Professor Rodney Stark, is a distinguished professor of social sciences at Baylor University and co-director of the Institute For Studies of Religion at Baylor University. His books include, Bearing False Witness, The Triumph of Faith, A Star in the East and Religious Hostility as well as How the West Won, The Triumph of Christianity and God’s Battalions.
Laura Perrins: Many thanks for sharing your thoughts with us, Professor Rodney Stark. Your books take on some pretty concrete orthodoxy that dominates the academic world today. In fact I am surprised you have not been run out of town!
The first myth you thoroughly debunk in your book How the West was Won is the “Dark Ages.” This is idea that the time after the fall of Rome until the Reformation, Medieval Europe was a time of stagnation and darkness. You destroy this claim saying this time was in fact ‘one of the most inventive times in Western history.’ Could you briefly explain?
Professor Rodney Stark: The so-called ‘Dark Ages’ have been dated from the fall of Rome to about the 1400. When Rome fell there were other civilisations as advanced as the West. By 1400, the West was far ahead of everyone else. No one else had eyeglasses, firearms, soap, chimneys, tall sailing ships, stirrups, and hundreds of other crucial inventions . How could this have happened had those centuries been Dark?

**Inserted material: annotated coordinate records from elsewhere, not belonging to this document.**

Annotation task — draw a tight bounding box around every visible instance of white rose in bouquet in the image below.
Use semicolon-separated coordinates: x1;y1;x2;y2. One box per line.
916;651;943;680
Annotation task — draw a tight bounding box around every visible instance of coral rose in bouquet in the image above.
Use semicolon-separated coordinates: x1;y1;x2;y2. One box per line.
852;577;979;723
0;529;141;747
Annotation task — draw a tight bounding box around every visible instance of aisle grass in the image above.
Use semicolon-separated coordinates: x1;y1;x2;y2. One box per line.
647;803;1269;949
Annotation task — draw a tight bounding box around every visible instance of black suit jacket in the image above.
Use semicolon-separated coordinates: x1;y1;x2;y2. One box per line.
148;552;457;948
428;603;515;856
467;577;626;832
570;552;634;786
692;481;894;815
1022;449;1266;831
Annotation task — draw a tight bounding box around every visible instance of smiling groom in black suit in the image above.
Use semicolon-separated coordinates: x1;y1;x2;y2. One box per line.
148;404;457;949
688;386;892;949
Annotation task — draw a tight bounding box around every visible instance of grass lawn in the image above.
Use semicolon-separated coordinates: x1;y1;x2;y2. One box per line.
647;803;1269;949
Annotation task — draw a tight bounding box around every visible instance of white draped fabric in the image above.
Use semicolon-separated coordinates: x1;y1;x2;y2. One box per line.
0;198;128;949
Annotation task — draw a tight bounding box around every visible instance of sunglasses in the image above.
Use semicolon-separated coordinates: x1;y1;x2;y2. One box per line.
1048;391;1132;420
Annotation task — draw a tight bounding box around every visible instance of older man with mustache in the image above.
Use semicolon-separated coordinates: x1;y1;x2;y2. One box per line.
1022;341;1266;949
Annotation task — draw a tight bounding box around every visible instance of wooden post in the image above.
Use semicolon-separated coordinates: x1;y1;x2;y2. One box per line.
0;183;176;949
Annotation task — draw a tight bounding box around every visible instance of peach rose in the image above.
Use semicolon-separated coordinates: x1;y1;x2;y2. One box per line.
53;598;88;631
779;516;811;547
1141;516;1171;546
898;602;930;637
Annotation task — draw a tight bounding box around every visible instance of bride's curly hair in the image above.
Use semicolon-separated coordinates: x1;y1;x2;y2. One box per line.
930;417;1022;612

LP: As a Christian woman I was fascinated by your exploration of women in the early church – Chapter 7 of the Triumph of Christianity. Why was the early church so appealing to women? Some say it was an oppressive patriarchy?
RS: The church was especially appealing to women because Christian norms made them much better off than were pagan women. They married at 18 or so, not 12 or even younger. Since infanticide was prohibited, no one did away with female infants unlike the Pagans who often ‘exposed’ female infants. Husbands were not supposed to commit adultery or to divorce their wives. Non-Christian women had quite high mortality rates because they often were forced to have abortions in an era before antibiotics or even awareness of germs. Christians banned abortions.
LP: The other stand out argument you make is that the Crusades were not an extension of Western colonisation, but justified. You explore this fully in God’s Battalions: The Case for the Crusades. This is a bold claim?
RS: Truth is that for many centuries Islam attempted to colonise Europe—the Battle of Tours (732), when a huge Muslim army was defeated by an army of Franks, did not occur near Damascus, but 120 miles south of Paris!
The First Crusade was organised in response to a plea from the Emperor of Byzantium that Muslims were threatening to attack Constantinople and Europeans also were very concerned by recent attacks on pilgrims to the Holy Land. The knights went for religious reasons in response to these Muslim threats and there was nothing material to be gained in the east that could have offset the expenses of going on a crusade.
LP: Now tell me, how was the West won? Surely, scientific progress was made in the West despite Christianity not because of it?
RS: Science arose only in the West because only the West had an image of God that made science seem possible. Only the Jews and Christians conceived of a rational, creator God and therefore believed that the universe was constructed according to rational rules than could be discovered. And they were correct—knowledge of such rules has been forthcoming. This is not a controversial claim.